The versicle, Glory be to the Father and to the Son anal to the Holy Ghost, is said before each decade of the Rosary. It is a salutation of praise to the Blessed Trinity. The name doxology, applied to it, is derived from the Greek, meaning a word of praise or glory.
The generally received opinion attributes the origin of the doxology to the 1st Council of Nice, held in 325, against the Arian heretics who denied the Divinity of the Eternal Word. But Pope Benedict XIV. (De Festo SS. Trinitatis) proves that it existed and was used by the faithful before the time of that Council, and that it arose naturally from the formula of baptism given by our Lord to the Apostles—baptizing them in the name of the Father and of the Son and of the Holy Ghost (St. Matt. xxviii.) The response, as it was in the beginning, etc., was most probably added by the Nicene Synod, to meet the errors of the Arians who asserted that the Son was not born of the Father in the beginning, that is, from all eternity, but in time.
The same learned Pontiff combats the opinion that the practice of adding Glory be to the Father, etc., at the end of the Psalms in the Divine Office, was introduced into the West by the order of Pope St. Damasus, in the end of the 4th century, by the advice of St. Jerome, who had heard it sung by the Oriental monks, though this opinion has, in its favor the 6th Lesson in the Office of St. Damasus (December 11th:) Statuit, ut, quod pluribus jam locis erat in usu, psalmi, per omnes ecclesias, die noctuque ab alternis canerentur, et in fine cujusque psalmi diceretur, Gloria Patri, etc. Benedict XIV. thinks that the practice in question arose from a Canon of the Council of Narbonne, in 589, which was, in course of time, adopted through-out the Church.
There are few devotions to which the Holy See has granted so many indulgences as to the Rosary; one hundred days for each Our Father and Hail Mary, and a plenary indulgence once a year, on any day the reciter may choose. To gain the latter the usual conditions of a plenary indulgence must be complied with, that is, confession, communion, and prayers for the wants of the Church. It need not be said that a person must be in a state of grace, because an indulgence, being the remission of the temporal punishment due to sin, cannot avail until the sin itself, and, consequently, its eternal punishment, are removed.
To gain the indulgences of the Rosary, the beads must be blessed by a priest having the requisite faculties, and the recitation of the prayers must be accompanied, according to very many who have written on the subject, by meditation on the mysteries of our Lord and Lady, if the person reciting the beads is capable of meditating.

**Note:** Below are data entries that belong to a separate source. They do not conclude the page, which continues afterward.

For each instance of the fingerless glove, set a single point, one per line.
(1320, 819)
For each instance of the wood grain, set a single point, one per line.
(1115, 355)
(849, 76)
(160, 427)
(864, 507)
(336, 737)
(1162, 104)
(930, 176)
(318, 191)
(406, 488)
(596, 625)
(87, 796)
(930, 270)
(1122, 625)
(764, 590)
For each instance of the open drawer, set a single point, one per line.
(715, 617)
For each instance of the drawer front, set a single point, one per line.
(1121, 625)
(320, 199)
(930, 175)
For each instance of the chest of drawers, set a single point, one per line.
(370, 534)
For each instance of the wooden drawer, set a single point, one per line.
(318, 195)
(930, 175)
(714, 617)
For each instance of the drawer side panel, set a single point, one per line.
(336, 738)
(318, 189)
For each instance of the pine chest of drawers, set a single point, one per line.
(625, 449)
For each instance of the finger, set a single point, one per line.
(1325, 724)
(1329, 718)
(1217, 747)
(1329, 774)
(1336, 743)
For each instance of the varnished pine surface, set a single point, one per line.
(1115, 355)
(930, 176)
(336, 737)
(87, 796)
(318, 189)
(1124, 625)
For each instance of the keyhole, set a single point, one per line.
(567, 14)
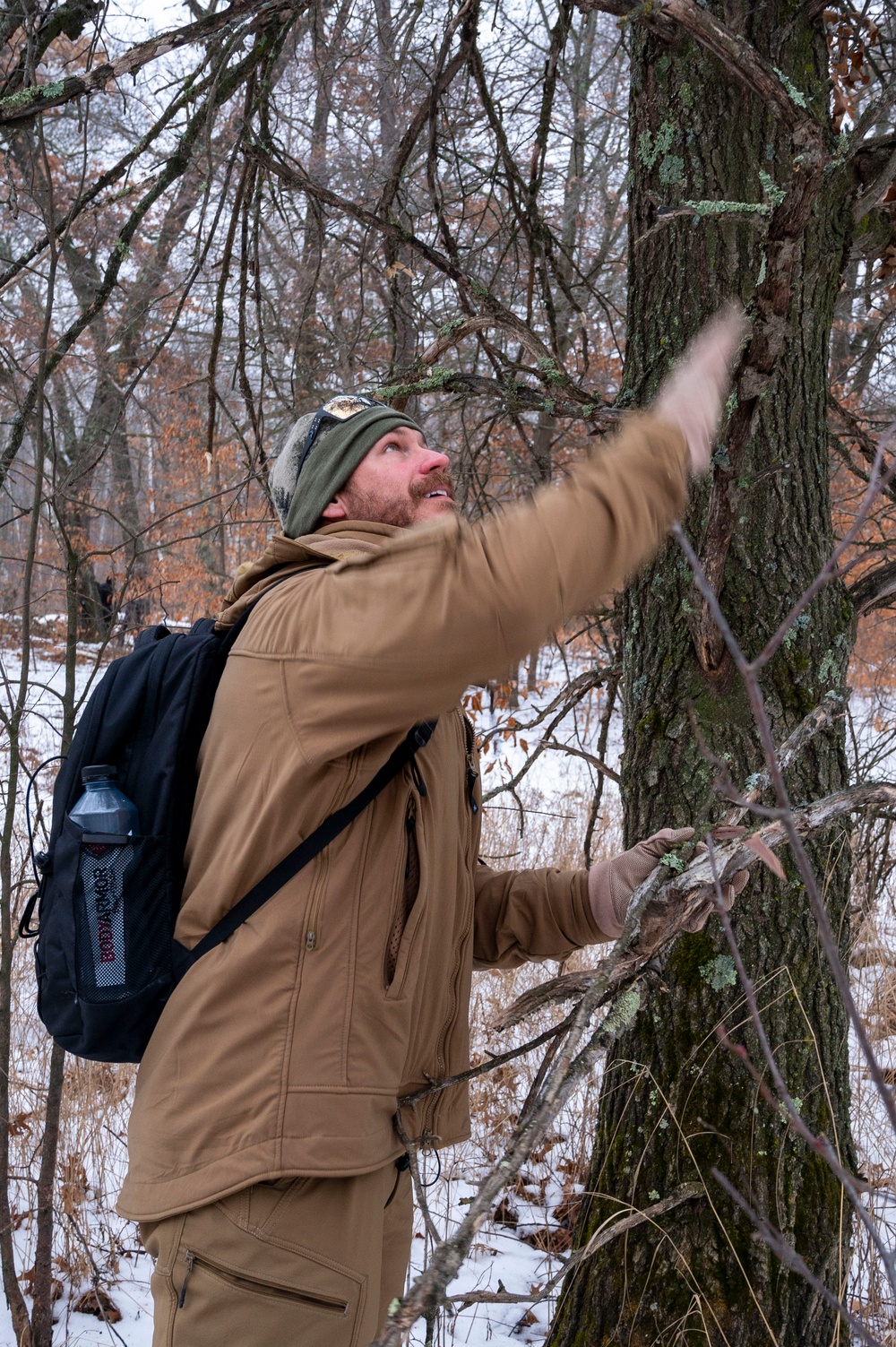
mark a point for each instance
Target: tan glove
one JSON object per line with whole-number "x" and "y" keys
{"x": 612, "y": 883}
{"x": 693, "y": 393}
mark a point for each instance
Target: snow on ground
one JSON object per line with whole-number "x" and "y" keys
{"x": 502, "y": 1258}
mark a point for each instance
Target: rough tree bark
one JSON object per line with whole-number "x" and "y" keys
{"x": 674, "y": 1103}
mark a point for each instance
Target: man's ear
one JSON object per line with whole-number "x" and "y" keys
{"x": 336, "y": 511}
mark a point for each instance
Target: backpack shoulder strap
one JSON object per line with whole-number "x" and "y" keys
{"x": 305, "y": 851}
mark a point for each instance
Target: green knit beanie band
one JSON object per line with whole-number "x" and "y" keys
{"x": 304, "y": 487}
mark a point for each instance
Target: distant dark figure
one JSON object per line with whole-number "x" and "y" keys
{"x": 107, "y": 602}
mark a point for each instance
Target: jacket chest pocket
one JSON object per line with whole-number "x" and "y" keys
{"x": 404, "y": 918}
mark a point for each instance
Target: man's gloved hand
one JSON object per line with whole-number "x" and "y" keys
{"x": 693, "y": 393}
{"x": 610, "y": 884}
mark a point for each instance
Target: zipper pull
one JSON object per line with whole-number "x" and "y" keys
{"x": 190, "y": 1260}
{"x": 472, "y": 777}
{"x": 418, "y": 779}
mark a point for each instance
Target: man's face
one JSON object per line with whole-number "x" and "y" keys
{"x": 399, "y": 481}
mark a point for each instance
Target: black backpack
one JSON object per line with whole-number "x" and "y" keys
{"x": 147, "y": 718}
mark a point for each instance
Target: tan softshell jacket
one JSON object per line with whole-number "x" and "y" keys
{"x": 283, "y": 1051}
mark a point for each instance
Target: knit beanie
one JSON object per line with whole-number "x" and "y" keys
{"x": 302, "y": 489}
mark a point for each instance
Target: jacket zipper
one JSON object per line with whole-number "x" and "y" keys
{"x": 409, "y": 840}
{"x": 312, "y": 934}
{"x": 467, "y": 729}
{"x": 263, "y": 1288}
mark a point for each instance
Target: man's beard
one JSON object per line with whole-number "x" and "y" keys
{"x": 403, "y": 512}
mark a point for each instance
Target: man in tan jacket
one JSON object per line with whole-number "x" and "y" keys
{"x": 262, "y": 1145}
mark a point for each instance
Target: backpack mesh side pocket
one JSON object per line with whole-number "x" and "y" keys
{"x": 123, "y": 940}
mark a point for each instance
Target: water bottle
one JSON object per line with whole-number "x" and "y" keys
{"x": 104, "y": 810}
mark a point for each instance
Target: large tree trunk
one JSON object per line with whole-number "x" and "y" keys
{"x": 676, "y": 1103}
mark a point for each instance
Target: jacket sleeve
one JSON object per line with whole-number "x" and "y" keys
{"x": 377, "y": 642}
{"x": 523, "y": 915}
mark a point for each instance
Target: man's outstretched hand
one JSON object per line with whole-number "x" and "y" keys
{"x": 610, "y": 884}
{"x": 693, "y": 395}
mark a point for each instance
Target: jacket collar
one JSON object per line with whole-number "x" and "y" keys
{"x": 290, "y": 555}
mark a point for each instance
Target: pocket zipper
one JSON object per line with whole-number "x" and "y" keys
{"x": 259, "y": 1288}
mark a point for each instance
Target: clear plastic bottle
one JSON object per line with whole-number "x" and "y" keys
{"x": 106, "y": 811}
{"x": 104, "y": 807}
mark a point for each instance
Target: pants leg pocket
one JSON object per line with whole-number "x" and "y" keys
{"x": 243, "y": 1290}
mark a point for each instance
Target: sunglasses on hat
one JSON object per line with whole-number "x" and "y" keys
{"x": 339, "y": 409}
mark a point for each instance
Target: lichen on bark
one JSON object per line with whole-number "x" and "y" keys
{"x": 674, "y": 1103}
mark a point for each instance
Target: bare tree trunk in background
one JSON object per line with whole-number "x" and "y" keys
{"x": 399, "y": 260}
{"x": 577, "y": 74}
{"x": 328, "y": 48}
{"x": 673, "y": 1103}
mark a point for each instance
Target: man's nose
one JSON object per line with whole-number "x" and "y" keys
{"x": 434, "y": 462}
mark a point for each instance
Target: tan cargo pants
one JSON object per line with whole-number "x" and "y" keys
{"x": 298, "y": 1263}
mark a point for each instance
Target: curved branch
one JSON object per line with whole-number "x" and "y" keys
{"x": 39, "y": 99}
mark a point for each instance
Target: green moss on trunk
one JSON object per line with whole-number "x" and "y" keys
{"x": 674, "y": 1102}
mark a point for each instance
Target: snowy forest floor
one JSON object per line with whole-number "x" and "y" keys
{"x": 524, "y": 1245}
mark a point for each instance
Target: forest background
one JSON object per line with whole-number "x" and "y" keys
{"x": 507, "y": 219}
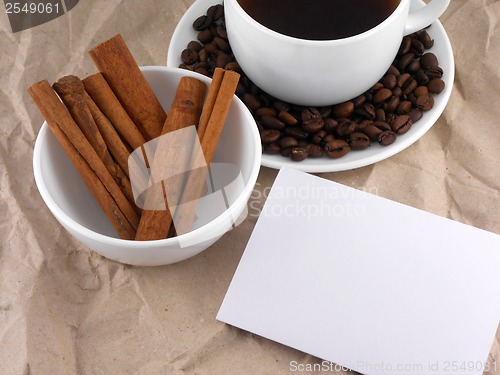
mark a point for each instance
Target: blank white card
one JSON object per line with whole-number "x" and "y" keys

|The Five Glorious Mysteries|
For Sundays, Wednesdays, and Saturdays.
|The Five Joyful Mysteries|
For Mondays and Thursdays.
|The Five Sorrowful Mysteries|
For Tuesdays and Fridays.
Many pious persons make it a point to have their beads always about them during the day, and to place them around their neck or under their pillow at night. Faithful soldiers of Mary, they have their arms always in their hands. Let bad thoughts attack them or dangers menace, and at once the faithful fingers are on the beads, the Hail Mary is on their lips, the image of their Mother is before them, and the victory is won. Let us adopt this easy and salutary practice; it will save us from at least one temptation, that of omitting to say our beads because we have them not at hand.